Political calls were made for “cool heads” and “calming language” after border checks at Larne and Belfast ports in Northern Ireland were suspended amid concerns for staff safety.
Politicians from both sides of the border appearing before the Seanad Special Select Committee on the Withdrawal of the UK from the EU condemned the threats made to border inspectors.
Colin McGrath, SDLP MLA for South Down and chairman of the Stormont Executive Office Committee in the Northern Ireland Assembly, said the threats were “absolutely deplorable, “sinister and unwarranted”, and had to be “condemned roundly by all politicians of all shades”.
“We do need cool heads, calming language,” he said.
Mr McGrath urged Northern Irish politicians to be “very careful” about their comments around Brexit and the Northern Ireland protocol opposed by Unionists politicians.
“A communication or miscommunication from a politician could be considered as a heads up for people to carry out certain behaviours within the community,” he said.
He told the committee that politicians can “take the heat out” of the situation by informing people about the facts around Brexit and taking political identity out of the debate and ensuring no void is left to be filled by “social media armchair commentators” spreading misinformation.
The border problems were not down to the Northern Ireland protocol but Brexit, and there would be “significant teething problems” from the UK leaving “a major institution”, he said.
Sinn Féin MLA for Foyle Martina Anderson told the Seanad committee that people need to be sued if threats were being made on social media and people arrested if number-plates of border inspectors were being checked.
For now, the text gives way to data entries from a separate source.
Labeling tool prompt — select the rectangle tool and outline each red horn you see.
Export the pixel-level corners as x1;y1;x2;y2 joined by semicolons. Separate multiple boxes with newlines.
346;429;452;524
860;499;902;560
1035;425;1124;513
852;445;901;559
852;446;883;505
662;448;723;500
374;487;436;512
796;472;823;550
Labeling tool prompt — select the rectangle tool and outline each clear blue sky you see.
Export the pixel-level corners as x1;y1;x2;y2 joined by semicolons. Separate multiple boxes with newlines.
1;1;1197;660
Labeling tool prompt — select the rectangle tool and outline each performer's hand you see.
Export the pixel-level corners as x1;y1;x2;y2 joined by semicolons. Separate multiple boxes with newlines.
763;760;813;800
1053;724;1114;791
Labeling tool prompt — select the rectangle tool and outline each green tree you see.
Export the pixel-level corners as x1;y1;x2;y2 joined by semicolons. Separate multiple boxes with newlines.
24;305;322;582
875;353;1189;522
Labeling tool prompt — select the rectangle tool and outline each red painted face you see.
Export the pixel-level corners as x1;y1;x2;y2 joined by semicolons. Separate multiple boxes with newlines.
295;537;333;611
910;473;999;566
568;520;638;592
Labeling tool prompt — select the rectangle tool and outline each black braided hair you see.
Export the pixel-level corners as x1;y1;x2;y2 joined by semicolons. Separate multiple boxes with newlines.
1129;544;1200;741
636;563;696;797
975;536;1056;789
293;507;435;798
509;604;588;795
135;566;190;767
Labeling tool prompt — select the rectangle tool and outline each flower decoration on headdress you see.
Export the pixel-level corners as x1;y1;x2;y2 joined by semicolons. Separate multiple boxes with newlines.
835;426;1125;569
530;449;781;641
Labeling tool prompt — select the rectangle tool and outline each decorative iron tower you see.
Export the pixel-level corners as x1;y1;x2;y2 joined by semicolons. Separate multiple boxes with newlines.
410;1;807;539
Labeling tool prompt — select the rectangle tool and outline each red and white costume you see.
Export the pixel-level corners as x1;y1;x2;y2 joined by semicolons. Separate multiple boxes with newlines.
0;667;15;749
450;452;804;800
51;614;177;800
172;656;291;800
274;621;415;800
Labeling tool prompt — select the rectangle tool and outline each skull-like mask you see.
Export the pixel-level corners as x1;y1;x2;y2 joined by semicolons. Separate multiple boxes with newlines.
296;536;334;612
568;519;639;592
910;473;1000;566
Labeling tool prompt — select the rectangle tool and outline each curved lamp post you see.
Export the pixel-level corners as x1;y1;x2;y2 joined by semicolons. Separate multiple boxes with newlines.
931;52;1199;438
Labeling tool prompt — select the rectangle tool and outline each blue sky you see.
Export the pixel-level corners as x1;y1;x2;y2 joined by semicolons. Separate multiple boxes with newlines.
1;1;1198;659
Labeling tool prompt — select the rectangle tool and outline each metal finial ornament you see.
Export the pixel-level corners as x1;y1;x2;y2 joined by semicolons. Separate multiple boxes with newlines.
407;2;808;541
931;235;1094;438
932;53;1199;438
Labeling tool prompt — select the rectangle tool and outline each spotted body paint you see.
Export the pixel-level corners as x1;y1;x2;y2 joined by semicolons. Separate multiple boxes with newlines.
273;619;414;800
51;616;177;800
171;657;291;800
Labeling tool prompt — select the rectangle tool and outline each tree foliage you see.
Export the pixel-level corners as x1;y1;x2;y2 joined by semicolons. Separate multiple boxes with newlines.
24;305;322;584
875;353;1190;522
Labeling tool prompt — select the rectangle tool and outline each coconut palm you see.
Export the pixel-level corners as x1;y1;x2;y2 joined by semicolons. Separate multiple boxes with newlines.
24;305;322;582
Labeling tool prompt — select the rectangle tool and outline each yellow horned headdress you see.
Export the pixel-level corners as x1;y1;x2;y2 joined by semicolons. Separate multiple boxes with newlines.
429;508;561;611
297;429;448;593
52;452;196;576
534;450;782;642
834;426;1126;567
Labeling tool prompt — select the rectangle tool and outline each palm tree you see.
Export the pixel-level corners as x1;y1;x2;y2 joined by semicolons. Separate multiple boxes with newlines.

She said unionists “must call on people to stop making threats”.
She noted that there did not seem to be a threat from loyalists and that the Police Service of Northern Ireland had not confirmed that these threats were coming from loyalists.
Mr McGrath urged those making the threats to recognise that those officials were working to make the Irish Sea trade border “easier and more seamless”.
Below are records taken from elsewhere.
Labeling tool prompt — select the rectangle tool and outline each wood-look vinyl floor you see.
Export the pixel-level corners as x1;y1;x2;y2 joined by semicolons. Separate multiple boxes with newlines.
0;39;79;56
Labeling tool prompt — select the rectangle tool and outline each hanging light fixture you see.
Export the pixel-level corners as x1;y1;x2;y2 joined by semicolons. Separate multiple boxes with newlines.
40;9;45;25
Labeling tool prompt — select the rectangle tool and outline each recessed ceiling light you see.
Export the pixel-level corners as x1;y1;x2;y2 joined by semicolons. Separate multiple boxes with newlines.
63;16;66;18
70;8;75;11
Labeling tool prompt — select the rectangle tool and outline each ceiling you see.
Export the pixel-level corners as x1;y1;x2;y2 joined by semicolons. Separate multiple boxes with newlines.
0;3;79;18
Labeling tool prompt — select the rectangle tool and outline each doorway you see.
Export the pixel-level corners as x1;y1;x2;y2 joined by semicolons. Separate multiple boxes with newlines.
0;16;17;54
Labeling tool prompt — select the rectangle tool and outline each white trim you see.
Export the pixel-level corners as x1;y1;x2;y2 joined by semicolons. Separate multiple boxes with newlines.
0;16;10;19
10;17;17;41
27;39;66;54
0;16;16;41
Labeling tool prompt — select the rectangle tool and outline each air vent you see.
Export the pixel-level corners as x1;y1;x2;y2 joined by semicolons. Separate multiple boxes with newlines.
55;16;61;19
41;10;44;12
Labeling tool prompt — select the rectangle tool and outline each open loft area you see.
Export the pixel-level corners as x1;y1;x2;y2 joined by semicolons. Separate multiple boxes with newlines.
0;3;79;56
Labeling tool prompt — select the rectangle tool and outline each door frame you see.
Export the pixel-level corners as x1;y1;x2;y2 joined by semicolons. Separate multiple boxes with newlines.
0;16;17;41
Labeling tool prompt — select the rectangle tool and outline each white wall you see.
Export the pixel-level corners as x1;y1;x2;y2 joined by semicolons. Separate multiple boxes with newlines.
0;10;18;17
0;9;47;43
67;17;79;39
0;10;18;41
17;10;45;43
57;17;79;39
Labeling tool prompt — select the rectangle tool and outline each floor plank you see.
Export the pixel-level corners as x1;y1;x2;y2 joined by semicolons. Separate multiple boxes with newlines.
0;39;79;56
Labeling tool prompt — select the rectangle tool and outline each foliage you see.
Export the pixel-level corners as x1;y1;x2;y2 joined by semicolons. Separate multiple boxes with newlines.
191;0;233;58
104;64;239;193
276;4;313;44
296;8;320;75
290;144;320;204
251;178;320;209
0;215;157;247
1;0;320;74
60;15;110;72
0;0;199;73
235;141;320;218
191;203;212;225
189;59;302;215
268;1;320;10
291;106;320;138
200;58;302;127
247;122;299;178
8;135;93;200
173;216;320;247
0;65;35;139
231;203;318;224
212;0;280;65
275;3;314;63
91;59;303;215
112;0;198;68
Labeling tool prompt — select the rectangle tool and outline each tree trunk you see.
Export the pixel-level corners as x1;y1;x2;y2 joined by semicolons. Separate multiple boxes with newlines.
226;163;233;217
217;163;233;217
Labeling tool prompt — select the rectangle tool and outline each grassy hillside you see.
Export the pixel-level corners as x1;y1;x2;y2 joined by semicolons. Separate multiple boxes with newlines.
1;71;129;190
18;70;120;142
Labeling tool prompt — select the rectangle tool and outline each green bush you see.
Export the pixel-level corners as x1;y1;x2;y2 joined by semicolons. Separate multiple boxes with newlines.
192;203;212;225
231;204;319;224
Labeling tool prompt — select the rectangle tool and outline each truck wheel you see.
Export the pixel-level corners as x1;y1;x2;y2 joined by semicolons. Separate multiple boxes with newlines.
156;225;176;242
He accepted that trade with Britain was being affected but he believed these difficulties would be temporary and needed to be made “as simple as possible” and “steamlined”.
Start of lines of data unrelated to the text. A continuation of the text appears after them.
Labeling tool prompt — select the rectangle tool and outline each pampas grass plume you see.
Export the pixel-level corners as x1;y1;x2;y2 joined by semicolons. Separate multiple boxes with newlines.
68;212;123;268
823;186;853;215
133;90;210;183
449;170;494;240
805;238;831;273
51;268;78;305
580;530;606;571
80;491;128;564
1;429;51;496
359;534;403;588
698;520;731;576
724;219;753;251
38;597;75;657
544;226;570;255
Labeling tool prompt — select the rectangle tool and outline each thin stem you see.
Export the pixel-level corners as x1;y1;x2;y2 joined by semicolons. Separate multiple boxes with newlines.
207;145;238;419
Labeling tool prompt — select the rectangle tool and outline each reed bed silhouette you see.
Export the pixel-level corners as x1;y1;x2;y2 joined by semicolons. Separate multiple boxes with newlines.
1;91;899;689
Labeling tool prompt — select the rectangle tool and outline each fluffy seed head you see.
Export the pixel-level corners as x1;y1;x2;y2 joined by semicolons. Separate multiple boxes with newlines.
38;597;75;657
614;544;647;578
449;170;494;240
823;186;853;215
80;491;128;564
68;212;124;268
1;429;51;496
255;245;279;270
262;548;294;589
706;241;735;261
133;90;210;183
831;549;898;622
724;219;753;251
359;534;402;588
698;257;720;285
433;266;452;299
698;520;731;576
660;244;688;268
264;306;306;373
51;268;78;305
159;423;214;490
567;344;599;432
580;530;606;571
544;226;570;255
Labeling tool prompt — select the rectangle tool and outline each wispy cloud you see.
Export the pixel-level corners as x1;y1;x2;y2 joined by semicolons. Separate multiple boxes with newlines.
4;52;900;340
“The border is still down the Irish Sea in terms of trade, but there is nobody that is going to be able to fix because they have threatened them and they have had to be taken out,” he said.
“So I would ask those that have issued the threats to actually take a step back, maybe think: is what they have done actually counterproductive?”
Senator Michael McDowell said he hoped the difficulties with paperwork and checks that have affected supermarket supplies in Northern Ireland could be “reduced to an absolute minimum” as these could “seep into a widening of support for the boycott of customs inspections”.
Fianna Fáil senator Lisa Chambers, the committee’s chair, said that the committee’s senators “utterly condemn the intimidation of staff at the ports”.
She expressed concern that if problems remained with trade between the North and Britain and these tensions continued, there would be “difficulties” in four years when the Northern Ireland Assembly votes whether to maintain the protocol under the terms of the Brexit treaty.
“There are tensions there. They are bubbling away,” she said.